BD: I think I’ve had two sort of personal interactions with him. One was about chalking. Then at the Parents’ Assembly, a parent asked what the impact of getting rid of need-blind would be on diversity and President Roth indicated that it wasn’t going to be a problem. I knew that he had told The Argus something like, “If I said this policy would be good for underrepresented groups, it’s not.” So I asked if I could make a comment and he said no, but I’m stubborn.
A: What do you think Michael Roth thinks of you?
BD: He doesn’t text me as much as he used to. I would guess that he thinks that I’m young, naïve, and misguided, and statistically speaking he’s probably right on all three of those.
A: You recently attended a conference in California on covering social protest movements online.
BD: I thought it was really nice for someone to have designed a conference for me.
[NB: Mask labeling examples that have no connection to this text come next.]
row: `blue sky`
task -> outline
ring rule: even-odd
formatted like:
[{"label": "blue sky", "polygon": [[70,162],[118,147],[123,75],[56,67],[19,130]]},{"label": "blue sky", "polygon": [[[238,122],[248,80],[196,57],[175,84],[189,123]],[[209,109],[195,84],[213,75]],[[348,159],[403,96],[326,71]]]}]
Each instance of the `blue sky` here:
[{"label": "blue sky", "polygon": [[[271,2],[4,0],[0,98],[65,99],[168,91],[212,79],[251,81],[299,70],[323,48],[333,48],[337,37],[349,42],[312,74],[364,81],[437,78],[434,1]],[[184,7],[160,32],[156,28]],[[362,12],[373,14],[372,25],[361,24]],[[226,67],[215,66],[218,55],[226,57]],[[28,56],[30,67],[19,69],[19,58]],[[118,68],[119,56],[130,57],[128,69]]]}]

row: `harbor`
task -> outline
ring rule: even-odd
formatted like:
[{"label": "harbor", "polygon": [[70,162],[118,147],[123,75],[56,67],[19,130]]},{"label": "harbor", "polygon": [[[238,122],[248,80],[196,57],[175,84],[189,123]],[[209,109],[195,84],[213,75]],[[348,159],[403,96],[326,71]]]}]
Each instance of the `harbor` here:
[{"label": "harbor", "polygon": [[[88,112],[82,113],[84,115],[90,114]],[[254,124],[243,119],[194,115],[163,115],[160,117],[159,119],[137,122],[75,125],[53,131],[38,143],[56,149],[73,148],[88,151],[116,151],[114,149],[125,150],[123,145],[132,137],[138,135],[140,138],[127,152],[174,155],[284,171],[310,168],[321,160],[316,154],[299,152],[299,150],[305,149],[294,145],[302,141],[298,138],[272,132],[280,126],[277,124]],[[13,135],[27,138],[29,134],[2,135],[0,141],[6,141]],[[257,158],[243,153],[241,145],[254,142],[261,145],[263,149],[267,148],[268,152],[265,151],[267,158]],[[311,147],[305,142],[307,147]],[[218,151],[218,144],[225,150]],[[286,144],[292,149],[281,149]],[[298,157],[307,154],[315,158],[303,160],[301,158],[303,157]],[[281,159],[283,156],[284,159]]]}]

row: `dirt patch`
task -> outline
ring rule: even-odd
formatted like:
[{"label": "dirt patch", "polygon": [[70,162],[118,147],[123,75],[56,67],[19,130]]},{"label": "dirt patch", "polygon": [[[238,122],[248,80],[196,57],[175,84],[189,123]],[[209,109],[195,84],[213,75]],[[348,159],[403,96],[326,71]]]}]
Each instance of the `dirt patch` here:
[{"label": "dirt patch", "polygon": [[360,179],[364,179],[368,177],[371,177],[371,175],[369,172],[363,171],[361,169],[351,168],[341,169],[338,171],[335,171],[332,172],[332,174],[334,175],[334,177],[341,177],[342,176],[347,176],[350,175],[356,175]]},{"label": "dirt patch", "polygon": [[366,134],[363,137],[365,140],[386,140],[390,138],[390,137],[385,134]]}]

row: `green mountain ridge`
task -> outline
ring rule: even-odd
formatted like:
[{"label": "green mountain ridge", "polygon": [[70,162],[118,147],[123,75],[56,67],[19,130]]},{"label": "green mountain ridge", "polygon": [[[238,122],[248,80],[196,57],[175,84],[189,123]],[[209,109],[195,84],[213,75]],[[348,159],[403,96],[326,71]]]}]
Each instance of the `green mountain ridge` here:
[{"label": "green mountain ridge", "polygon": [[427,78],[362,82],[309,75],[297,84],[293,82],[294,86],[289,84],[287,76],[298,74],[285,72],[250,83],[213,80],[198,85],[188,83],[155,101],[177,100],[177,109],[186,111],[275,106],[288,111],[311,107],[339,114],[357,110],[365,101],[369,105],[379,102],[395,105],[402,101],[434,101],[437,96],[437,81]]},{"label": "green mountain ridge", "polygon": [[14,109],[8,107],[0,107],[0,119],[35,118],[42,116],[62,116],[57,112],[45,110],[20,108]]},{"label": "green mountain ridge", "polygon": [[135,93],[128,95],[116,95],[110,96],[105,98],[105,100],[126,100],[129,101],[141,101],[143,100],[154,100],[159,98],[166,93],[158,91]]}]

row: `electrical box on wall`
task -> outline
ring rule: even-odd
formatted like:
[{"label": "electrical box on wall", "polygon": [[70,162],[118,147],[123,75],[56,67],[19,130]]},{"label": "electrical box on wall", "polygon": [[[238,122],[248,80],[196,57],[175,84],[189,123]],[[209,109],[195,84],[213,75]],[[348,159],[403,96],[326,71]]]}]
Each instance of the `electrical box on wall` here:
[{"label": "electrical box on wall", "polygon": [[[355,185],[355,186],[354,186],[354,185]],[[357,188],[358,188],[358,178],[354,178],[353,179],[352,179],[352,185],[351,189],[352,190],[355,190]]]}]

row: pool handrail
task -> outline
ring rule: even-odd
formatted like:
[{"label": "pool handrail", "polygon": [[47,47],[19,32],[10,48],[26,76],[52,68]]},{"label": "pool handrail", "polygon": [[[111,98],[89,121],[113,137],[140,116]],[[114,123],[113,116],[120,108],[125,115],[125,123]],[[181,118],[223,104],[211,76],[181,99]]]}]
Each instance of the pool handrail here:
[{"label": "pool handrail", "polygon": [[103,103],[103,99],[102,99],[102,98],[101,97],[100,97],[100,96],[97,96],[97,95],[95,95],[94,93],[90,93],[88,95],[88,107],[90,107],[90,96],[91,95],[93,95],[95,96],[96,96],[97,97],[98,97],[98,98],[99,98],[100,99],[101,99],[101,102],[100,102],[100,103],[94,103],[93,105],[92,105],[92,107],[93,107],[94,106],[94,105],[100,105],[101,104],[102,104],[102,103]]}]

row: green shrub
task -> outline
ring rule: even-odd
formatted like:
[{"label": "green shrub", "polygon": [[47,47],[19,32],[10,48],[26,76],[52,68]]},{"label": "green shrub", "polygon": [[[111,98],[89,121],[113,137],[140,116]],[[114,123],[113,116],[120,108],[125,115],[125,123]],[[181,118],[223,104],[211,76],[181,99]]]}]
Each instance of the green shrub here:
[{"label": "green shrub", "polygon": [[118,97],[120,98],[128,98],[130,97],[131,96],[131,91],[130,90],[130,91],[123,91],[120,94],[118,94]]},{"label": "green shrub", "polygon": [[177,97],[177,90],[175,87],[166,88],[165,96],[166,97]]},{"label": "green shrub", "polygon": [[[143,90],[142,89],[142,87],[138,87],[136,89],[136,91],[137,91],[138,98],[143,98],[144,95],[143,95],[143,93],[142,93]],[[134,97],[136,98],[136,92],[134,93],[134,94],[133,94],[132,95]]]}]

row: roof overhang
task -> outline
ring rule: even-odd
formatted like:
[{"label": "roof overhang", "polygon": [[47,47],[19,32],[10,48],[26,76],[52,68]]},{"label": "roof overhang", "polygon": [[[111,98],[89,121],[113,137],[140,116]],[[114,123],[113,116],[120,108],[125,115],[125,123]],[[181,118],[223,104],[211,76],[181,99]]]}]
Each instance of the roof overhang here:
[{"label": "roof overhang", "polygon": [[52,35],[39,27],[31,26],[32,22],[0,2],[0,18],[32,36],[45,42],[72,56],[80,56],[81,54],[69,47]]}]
I was looking through the resources section of the event, and I saw that one of the articles they wanted attendees to read was an Argus article about the coverage I’d done of the eviction. They flew me out to California and put me up in the Marriott.
A: You’re graduating now. What are your plans?
BD: So I was going to go to New York and “journalism”—as a verb. But then last night I had a conversation with a former Weather Underground person, and we talked about how I should write a blank check to the universe and go to Peru and do Ayahuasca [a psychoactive brew].
A: So you’re not sure if you’ll end up moving to New York and searching for work?
BD: I mean, that was the plan. I’ve already got some leads. But I feel like going straight to do the stuff I already know I’m good at doesn’t seem like the best way to grow as a person. I realize how self-indulgent and “bougie” that is, and I do feel bad about that for my sociology professors.
A: Why not just do journalism the old-fashioned way—by writing stories for a newspaper?
BD: I hate writing! It’s so hard! Writing is so hard. I like making connections between things that already exist, and I think there is value in that. If you think about it, there are essentially infinite things to read on the Internet, and you have a limited amount of time.
A: So what makes you a WesCeleb?
BD: Originally I was going to say something like, “President Roth keeps asking me to do it, so I might as well.” Then I was going to say, “Well, you’re here interviewing me,” but that’s dumb. Then I could be like, “Because I’m a white male.” But that’s just that obnoxious activism that everyone hates. Then I was going to say the beard, but that’s just not fair to myself.
A: I think your thought process is the answer.
BD: You should say overwhelming neuroticism and curiosity.